Nascosti nella fragilità, che non va confusa con una forma di debolezza, si adombrano valori di sensibilità e di delicatezza, di gentilezza e di dignità, di comunione con il destino di sofferenza di chi sta male. Anche un’attenta psicologia, quando sia psicologia umana e gentile, psicologia dell’interiorità, non può considerare la fragilità come sintomo di un disturbo, ma come una forma di vita donatrice di senso.
Fragile è una cosa (una situazione) che si può rompere, e fragile è un equilibrio esistenziale che si può frantumare; fragili sono una casa o un paese che cadono sotto le scosse del terremoto, fragili sono le relazioni vitali interrotte dagli eventi della vita. In questo mondo nulla sembra essere forte, duraturo, eterno.
Anche i sentimenti e i valori sono fragili: se non li coltiviamo vanno in frantumi, ma rompendosi spaccano l’uomo e spesso frammentano il loro stesso distruttore, ovvero la persona che non li ha coltivati o li ha distrutti.
Sono fragili la tristezza e la timidezza, la mitezza e la speranza, la gioia e la tenerezza, la nostalgia e le lacrime che, se non fossero fragili, perderebbero il loro fulgore e la loro significazione umana. I sentimenti buoni sono fragili perché si saccheggiano facilmente, non resistono all’avanzata dei ghiacciai della noncuranza e dell’indifferenza.

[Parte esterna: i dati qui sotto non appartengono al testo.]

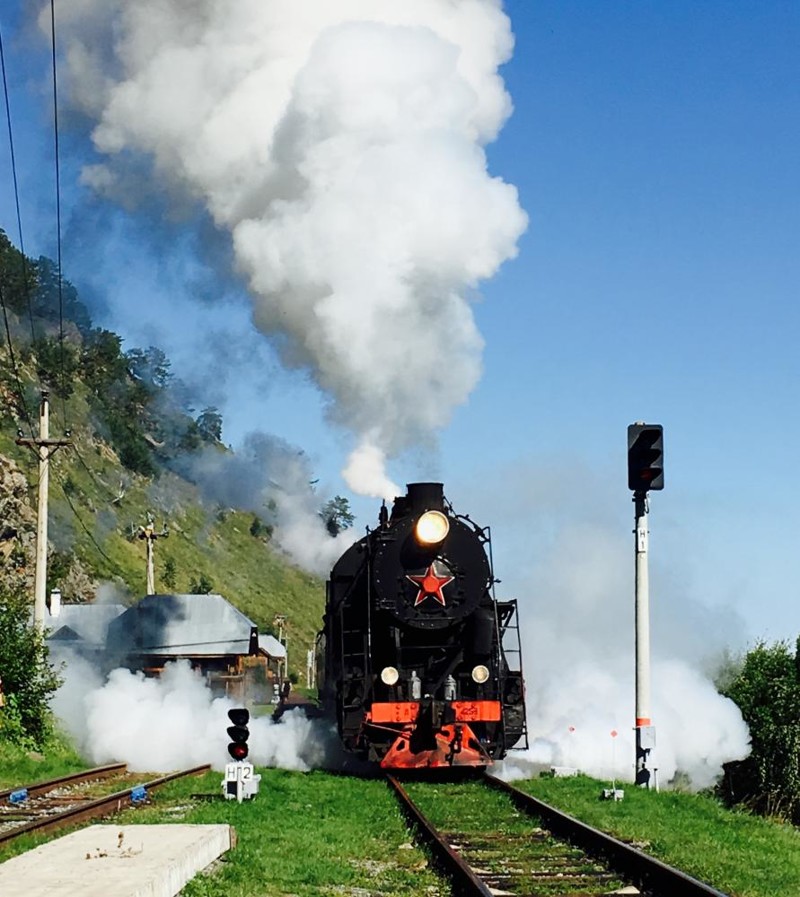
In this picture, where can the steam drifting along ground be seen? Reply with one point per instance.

Gesù stesso è stato una persona fragile, ma non per questo senza coraggio e mancante di forza; anzi è la sua fragilità di uomo-Dio ferito e vulnerabile che commuove il nostro cuore e permette di confidarsi con lui.
Recuperare il significato della fragilità, la sua complessità, le sue metamorfosi, e riconoscerne le tracce negli altri è un servizio al quale siamo tutti chiamati.
Nel Vangelo di questa domenica si mostra la corsa per prendere i primi posti, “cosa” vecchia come il mondo e che accade anche nelle nostre comunità, vestita con il desiderio di primeggiare e di avere un “posto”, che oscura il servizio autentico.
Scoprirsi e riconoscersi fragili non sempre è segnale di sola debolezza e motivo di paura, ma può aiutarci a trovare il nostro posto: l’ultimo posto, quello dell’ascolto, della disponibilità totale, del servizio senza condizioni.